Escola baiana une avós e netos para resgatar velhas brincadeiras 

Brincadeiras antigas podem ser mais fascinantes para as crianças do que as atuais. Afinal, são novidade para a geração dos brinquedos industrializados e dos jogos eletrônicos. A professora Vânia Emília Dourado, 36 anos, da Escola Anísio de Souza Marques, na zona rural de Iraquara, cidade baiana de 25 mil habitantes, encravada na Chapada Diamantina, conseguiu envolver alunos da educação infantil e seus avós numa proposta pedagógica para ensinar a brincar como antigamente. 

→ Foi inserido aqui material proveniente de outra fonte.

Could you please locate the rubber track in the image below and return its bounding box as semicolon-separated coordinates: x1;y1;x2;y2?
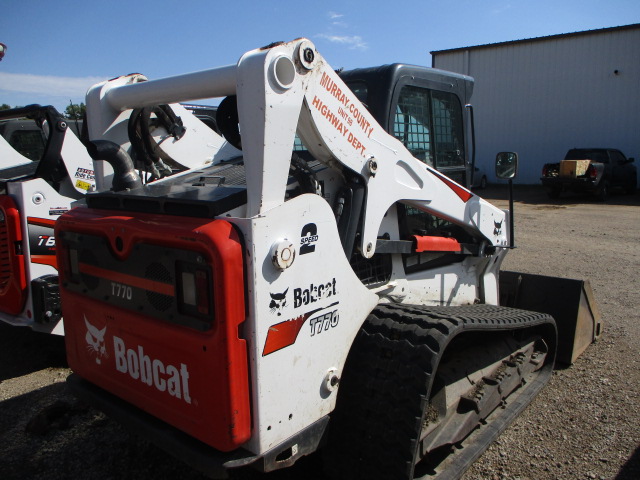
325;304;555;480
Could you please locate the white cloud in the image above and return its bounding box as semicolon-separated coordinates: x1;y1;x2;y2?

Escola baiana une avós e netos para resgatar velhas brincadeiras

O projeto pedagógico Meus Avós Brincavam de Quê? foi um dos distinguidos este ano no 6º Prêmio Professores do Brasil, promovido pelo Ministério da Educação. “É preciso valorizar aquilo que está perdido. Tirar o aluno da sala para brincar, resgatar brincadeiras antigas que a maioria das crianças de hoje não conhece”, comenta a professora.

“O projeto foi uma troca, um resgate cultural e uma forma de aproximar e de integrar a comunidade escolar”, comemora Vânia, que vai investir parte do dinheiro do prêmio em livros. “Fui premiada, mas todos ganharam,” afirma, anunciando que já se prepara para elaborar o projeto para 2013.

Foram selecionadas para o projeto pedagógico dez brincadeiras vinculadas a vivências culturais da região. Assim, avós e pais puderam lembrar a infância e brincar com filhos e netos. Cantigas de roda, como Seu Juquinha e Mulher Rendeira, foram selecionadas entre as muitas enviadas pelas famílias das crianças de quatro e cinco anos.

Boneca de milho

Zulmira Emília, 68 anos, avó de Jaiane, de cinco anos, entrou na roda das brincadeiras antigas. Além das cantigas cantadas em roda nos tempos de menina, ela criava as próprias bonecas. “A gente brincava com bonecas de espiga de milho”, lembra. “Os cabelos eram feitos de palha desfiada, que a gente amarrava; os olhos, com carvão. Depois, era só enrolar nuns paninhos e fazer de conta que era um nenê”, conta, feliz com as lembranças da infância. “Minha neta nunca tinha visto esse tipo de boneca. Ela achou engraçada e brincou.”

Jaime Francisco Dourado, 78 anos, marido de Zulmira, também mostrou à neta como ele e os amigos construíam os próprios carrinhos, com rodas de sabugo de milho e casca de cabaça. “Nem me lembrava mais; há quanto tempo não fazia um”, diz Dourado. “Ela gostou demais e as crianças da escola, também. Voltei a brincar, a me divertir.”

O projeto ainda resgatou frutos típicos da caatinga que as crianças de antigamente usavam para criar brinquedos, como o quiabento, arbusto coberto de espinhos que pode chegar a cinco metros de altura. Com os frutos, eram simulados animais em fazendinhas. Gravetos viravam pernas, rabos e chifres. “As crianças de Iraquara, que é uma cidade pequena, ainda têm o hábito de brincar na rua, mas com bola”, diz a professora. “As brincadeiras antigas, elas não conhecem.”

Cultura popular

Autores como o historiador Câmara Cascudo (1898-1986) e a professora Tizuko Kishimoto explicam que o resgate de jogos tradicionais infantis é importante porque esses jogos partem da cultura popular e expressam a produção espiritual de um povo em uma determinada época histórica. Como são transmitidos pela oralidade, estão sempre em transformação, incorporando criações anônimas das sucessivas gerações.

Pesquisas mostram a importância de resgatar os jogos tradicionais na educação e socialização da infância, a exemplo do projeto da professora Vânia Emília. Ao brincar e jogar, a criança cria vínculos sociais, ajusta-se ao grupo, obedece a regras e aprende a ganhar e a perder. Valores que seguirão com ela na vida futura.

Na experiência lúdica de brincar juntos, promovida pela Escola Anísio de Souza Marques, netos e avós puderam cultivar a fantasia, vivenciar a amizade e a solidariedade, traços fundamentais para o desenvolvimento de uma cultura solidária na sociedade brasileira atual, como afirma a professora Elizabeth Lannes Bernardes, da Universidade Federal de Uberlândia, no artigo Jogos e Brincadeiras Tradicionais: um Passeio pela História.